So, I’m almost halfway through my PGY-2 and starting to think more seriously about what fellowship to apply for next year. According to the ASCP 2012 Fellowship and Job Market Survey, 69% of residents surveyed decided on their choice of fellowship during their PGY-3 year while only 18% decided during PGY-2. Coming from a heavy research background, I always knew I would do at least a fellowship in molecular pathology and genetics – and I totally enjoyed and rocked my molecular pathology rotation. So that told me that at least I was thinking in the right direction.
But even though I often thought about pursuing CP only, I could never commit to it for fear of not getting a job once I was done training. It was even suggested to me to change my application to CP only by an interviewer at one of the top CP programs when I interviewed for residency and even then could not fully commit. My PGY-1 RISE scores also would support that I am more CP oriented since I either scored near or greater than the PGY-4 average in most CP subjects.

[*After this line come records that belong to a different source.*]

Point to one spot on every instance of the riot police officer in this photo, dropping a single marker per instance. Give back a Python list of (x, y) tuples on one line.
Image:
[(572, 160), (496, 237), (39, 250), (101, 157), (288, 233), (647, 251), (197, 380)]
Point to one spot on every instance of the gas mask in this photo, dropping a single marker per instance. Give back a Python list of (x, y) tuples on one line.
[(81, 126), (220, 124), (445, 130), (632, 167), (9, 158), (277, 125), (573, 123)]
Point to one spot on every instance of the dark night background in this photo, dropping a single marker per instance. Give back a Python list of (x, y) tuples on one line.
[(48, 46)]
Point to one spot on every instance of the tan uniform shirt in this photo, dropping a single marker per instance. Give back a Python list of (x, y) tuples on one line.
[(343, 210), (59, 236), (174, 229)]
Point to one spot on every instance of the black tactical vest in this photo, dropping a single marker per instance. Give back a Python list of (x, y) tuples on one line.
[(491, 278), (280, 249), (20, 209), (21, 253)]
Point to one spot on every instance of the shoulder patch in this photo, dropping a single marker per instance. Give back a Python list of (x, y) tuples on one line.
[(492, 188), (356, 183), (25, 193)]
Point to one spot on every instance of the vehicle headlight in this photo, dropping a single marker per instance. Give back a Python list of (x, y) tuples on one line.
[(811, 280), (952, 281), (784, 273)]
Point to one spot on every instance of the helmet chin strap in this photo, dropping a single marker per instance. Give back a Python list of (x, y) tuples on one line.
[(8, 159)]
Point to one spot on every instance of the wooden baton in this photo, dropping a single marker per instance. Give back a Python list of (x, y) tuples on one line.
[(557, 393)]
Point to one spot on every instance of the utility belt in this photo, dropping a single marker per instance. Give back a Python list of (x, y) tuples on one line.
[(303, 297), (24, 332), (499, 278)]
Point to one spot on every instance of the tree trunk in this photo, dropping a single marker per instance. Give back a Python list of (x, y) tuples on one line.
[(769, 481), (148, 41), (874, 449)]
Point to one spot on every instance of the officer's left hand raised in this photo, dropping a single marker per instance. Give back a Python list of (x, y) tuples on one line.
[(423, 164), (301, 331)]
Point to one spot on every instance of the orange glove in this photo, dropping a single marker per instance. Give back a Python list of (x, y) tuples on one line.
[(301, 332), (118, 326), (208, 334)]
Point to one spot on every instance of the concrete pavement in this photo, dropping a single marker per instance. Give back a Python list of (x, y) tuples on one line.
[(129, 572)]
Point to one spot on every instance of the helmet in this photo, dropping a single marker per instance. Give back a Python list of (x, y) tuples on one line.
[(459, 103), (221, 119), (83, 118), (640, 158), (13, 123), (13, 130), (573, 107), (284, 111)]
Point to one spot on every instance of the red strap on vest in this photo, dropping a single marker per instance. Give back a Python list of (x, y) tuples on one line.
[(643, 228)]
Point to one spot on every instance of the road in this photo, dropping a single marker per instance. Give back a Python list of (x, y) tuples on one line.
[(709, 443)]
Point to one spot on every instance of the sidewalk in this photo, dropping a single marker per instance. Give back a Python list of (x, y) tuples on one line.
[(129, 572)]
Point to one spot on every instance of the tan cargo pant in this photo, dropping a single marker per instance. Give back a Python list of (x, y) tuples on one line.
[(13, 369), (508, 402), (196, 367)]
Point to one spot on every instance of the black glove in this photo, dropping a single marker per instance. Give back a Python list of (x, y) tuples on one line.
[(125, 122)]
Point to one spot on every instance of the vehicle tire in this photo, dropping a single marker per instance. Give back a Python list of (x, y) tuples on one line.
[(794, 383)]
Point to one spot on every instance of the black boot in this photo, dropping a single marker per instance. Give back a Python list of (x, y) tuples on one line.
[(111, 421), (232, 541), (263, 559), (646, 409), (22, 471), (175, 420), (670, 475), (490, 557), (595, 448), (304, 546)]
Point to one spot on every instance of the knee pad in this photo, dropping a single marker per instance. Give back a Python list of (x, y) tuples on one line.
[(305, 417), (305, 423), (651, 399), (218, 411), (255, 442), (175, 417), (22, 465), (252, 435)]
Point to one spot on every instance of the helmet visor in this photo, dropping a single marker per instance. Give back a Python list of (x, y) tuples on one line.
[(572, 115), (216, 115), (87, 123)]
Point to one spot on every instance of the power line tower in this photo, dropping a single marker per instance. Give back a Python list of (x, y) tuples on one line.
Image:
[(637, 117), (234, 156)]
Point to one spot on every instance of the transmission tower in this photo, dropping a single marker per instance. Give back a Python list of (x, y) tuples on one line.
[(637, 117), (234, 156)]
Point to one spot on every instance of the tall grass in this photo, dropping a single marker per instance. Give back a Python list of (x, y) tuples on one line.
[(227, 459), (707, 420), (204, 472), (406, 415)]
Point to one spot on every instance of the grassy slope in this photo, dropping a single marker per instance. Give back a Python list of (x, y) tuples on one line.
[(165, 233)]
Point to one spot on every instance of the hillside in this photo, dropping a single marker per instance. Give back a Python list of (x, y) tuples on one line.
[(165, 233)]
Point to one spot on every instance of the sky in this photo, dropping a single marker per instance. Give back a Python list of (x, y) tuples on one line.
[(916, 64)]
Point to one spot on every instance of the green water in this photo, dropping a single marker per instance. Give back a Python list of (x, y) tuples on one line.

But now, I’m glad I decided to go AP/CP and to wait on that decision until the end of my PGY-1. It was then and at the start of my PGY-2 that I was assigned 3 consecutive months of hematopathology. And for 2.5 of the 4 weeks of my time at the VA, my attending was on vacation so I got more autonomy and had to meet those expectations or I’d be in serious trouble. Sink or swim time. But it was a good experience and made me think about combining a hematopathology fellowship with the intended molecular pathology. Hematopathology was only peripherally on my radar coming into residency even though I enjoyed the hematopathology I did during my hematology rotation at the NIH during medical school. I actually had entered residency thinking I’d do a second fellowship in clinical microbiology and a portion of my MPH concentrated on infectious disease diagnostics, surveillance, and epidemiology in addition to molecular epidemiology.
But I was fortunate during my hematopathology rotations. Sometimes, it takes the perfect storm of unexpected experiences and mentors to really change your perspective, to see something that was always there but not so obvious…at least, not until you’re ready to see it. I didn’t realize before, even though I had done a month of hematopathology previously, that it paired so well with my interests in molecular pathology. Currently, I’m still mulling over the idea in my mind but only in terms of how some personal aspects of my life will affect my abilities to perform in certain settings. And unfortunately, these things may end up dictating my choices more than I’d like. But for now, I’ve put off the final decision to early 2014 and feel a little more breathing room because my journey has become a little bit clearer.
So, did you have a “light bulb” moment or a special person who helped you decide on a choice of fellowship? Let me know in the comments section.
One thought on “Fellowship Choices…Choices…Choices…”
Betty! I think you’re absolutely spot on: “Sometimes it takes the perfect storm of unexpected experiences and mentors to really change your perspective, to see something that was always there but not so obvious”.
I’ve come to appreciate that career choices are often a confusing blend of personal achievement and the serendipitous interactions you have with potential mentors and opportunity. I think the sagest advice is to learn when to seize the moment and realize when your career is being blessed and, on the other hand, also learn when to cut your losses and not try to force yourself to do something because it “has to be that way”.
I owe a lot of my fellowship choice (also hematopathology) to my mentors in residency, who made the experience interesting during my rotation and challenged me in the field. In a large part, although I may only have partially realized it at the time, my residency choice set me up for the fellowship I would be best prepared to pursue. Although perhaps I would have found a renal pathology fellowship endlessly stimulating, I didn’t have the resources in residency to prepare sufficiently for this track. For me, a good foundation in residency paves the way for a successful fellowship and subsequent career. I have found this to be especially true now, as I start to sign out my own cases and rely heavily on the different styles learned in residency and fellowship as well as the standards one should follow in my discipline.